[GE users] Failed receiving gdi request

Kogan, Felix Felix-Kogan at deshaw.com
Thu Aug 31 15:01:49 BST 2006


Thanks for the prompt and detailed answer, Andreas. I hope the fixes for
the bugs you mentioned will arrive soon.

A note regarding the possible fix for the failed gdi request problem:
I've noticed that static threshold are rarely a satisfactory solution.
They inevitably end up just throttling the system without real need. In
our case, where would I set the threshold? At 200 messages in the queue?
At 600? It would require an extensive research, turning on profiling and
other such interesting but time-consuming efforts. And everything would
need to be done again if, for example, hardware or software platform
qmaster runs on changed.

I think the algorithm should be subtler than that.
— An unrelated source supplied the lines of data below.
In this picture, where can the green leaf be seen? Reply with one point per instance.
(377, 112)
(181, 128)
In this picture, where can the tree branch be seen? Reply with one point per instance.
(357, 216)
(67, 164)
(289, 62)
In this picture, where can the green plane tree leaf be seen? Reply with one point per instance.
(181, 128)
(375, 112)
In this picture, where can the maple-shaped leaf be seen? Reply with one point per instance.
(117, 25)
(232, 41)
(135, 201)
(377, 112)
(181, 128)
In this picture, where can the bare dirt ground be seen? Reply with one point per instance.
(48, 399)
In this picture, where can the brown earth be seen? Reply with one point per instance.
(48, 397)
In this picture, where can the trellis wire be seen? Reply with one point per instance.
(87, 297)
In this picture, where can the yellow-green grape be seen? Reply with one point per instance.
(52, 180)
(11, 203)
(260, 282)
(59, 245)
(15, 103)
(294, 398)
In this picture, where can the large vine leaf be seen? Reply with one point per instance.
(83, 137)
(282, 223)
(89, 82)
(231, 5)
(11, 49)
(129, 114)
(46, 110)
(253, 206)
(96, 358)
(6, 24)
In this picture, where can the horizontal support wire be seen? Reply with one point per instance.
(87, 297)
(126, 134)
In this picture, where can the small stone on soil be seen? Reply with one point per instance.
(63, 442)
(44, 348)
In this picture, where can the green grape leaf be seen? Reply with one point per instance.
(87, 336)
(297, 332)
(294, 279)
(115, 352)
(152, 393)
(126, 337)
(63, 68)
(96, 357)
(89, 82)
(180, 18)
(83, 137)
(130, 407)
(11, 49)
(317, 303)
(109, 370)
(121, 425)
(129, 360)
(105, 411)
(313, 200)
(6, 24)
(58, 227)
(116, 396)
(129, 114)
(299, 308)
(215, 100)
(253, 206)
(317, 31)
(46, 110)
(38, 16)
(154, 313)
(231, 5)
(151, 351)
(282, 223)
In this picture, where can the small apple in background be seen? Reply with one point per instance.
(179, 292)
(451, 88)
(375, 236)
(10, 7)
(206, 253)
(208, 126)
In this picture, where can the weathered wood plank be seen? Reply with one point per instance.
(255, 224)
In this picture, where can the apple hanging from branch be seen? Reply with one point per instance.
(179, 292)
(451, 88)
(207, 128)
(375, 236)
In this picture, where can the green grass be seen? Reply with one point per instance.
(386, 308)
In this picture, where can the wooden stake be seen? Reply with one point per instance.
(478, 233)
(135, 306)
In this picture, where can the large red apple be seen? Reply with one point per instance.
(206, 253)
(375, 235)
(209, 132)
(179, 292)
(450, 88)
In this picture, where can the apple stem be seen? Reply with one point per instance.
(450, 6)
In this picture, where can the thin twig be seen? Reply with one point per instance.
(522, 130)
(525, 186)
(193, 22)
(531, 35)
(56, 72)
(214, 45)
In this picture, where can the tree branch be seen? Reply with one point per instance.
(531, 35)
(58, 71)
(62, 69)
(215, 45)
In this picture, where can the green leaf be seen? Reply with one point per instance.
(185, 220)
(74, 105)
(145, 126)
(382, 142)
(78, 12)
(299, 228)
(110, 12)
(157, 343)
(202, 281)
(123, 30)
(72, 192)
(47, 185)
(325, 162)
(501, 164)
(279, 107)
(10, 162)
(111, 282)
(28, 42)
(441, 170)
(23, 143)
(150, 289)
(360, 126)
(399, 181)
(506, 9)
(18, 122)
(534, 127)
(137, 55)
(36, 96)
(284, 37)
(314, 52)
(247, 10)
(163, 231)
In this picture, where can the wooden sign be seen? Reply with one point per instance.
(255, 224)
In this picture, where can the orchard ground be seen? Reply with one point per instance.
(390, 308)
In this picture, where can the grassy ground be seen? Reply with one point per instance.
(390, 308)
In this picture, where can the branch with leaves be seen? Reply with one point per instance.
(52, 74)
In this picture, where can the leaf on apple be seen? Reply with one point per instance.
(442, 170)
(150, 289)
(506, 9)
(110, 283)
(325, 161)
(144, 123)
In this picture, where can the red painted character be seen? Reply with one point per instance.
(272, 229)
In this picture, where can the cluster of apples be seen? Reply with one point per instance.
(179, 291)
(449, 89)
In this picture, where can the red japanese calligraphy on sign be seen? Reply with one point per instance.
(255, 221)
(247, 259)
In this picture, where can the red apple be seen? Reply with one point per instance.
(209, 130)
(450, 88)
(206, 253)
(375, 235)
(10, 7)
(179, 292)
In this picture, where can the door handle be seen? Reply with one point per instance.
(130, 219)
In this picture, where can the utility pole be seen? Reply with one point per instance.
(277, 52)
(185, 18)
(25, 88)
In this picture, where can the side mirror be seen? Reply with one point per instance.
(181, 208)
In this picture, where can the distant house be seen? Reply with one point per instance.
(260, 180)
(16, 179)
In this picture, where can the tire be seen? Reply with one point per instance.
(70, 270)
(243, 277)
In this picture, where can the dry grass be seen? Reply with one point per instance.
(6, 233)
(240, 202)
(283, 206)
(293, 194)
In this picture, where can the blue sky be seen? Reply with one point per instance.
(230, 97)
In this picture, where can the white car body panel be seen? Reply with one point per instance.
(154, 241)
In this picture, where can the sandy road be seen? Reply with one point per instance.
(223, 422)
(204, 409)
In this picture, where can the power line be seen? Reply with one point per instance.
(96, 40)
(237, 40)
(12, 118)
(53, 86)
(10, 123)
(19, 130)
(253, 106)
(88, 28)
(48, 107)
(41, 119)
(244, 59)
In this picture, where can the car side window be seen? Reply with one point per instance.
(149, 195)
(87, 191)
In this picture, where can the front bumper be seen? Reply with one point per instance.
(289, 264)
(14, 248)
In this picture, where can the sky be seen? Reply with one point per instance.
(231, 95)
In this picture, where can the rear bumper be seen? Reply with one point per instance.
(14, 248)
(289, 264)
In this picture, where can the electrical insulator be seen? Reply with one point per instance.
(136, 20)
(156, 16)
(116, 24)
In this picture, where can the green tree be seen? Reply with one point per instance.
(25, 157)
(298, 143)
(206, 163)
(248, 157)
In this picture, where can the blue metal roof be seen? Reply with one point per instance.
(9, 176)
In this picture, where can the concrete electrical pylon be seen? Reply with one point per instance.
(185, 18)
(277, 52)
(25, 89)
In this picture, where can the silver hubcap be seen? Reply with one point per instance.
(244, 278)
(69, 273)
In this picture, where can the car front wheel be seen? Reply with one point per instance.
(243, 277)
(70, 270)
I think it should
analyze the average time of request processing (they are FIFO, I
assume?) and start reporting overloading errors when that time grows to,
say, 0.75 of the shortest known timeout (I assume qmaster would know all
timeouts set up). In such case everything will be resolved
automatically.


Thanks, 

Felix


-----Original Message-----
From: Andreas.Haas at Sun.COM [mailto:Andreas.Haas at Sun.COM] 
Sent: Thursday, August 31, 2006 8:16 AM
To: users at gridengine.sunsource.net
Subject: RE: [GE users] Failed receiving gdi request


Hi Felix,

On Wed, 30 Aug 2006, Kogan, Felix wrote:

> What I would really like to know: does receiving this error message
> ("failed receiving gdi request") _always_ mean that the requested
action
> (job submission, qmod action, qstat request) didn't go through? Is a
> situation when the job has actually been submitted by qsub (i.e.
landed
> in the pending queue), but qsub reported gdi request error, possible?
If

It is possible. The "failed receiving gdi request" message 
always means the client did wait for a reply on a request that
was accepted by qmaster, but the reply wasn't delivered within a 
timeout of 10 minutes or so.

> it is not possible, a reasonable workaround would be to retry the
> requests (e.g. qsub command execution) until succeeded. If it is
> possible, the retrying approach wouldn't work, as we inevitably will
end
> up with duplicate submissions.

It is true, that this problem exists.

The problem is that overloaded qmasters can never entirely be ruled 
out. That means it is necessary to improve behaviour of Grid 
Engine in such situations. In the concrete case you describe
above the improvment would be that qsub(1) doesn't fail somehow,
but instead returns an error indication telling you that qmaster 
is overloaded and submission failed for that reason. I believe 
this could be achieved by enhancing qmaster in a way that incoming
requests are not accepted anymore when a certain threshold of 
pending messages in read buffer is exceeded. If the client would
then get a notification about the rejected request this would be
the situation where error code 25 would be returned by qsub(1), 
very much as in cases when sge_conf(5) max_jobs limit is reached.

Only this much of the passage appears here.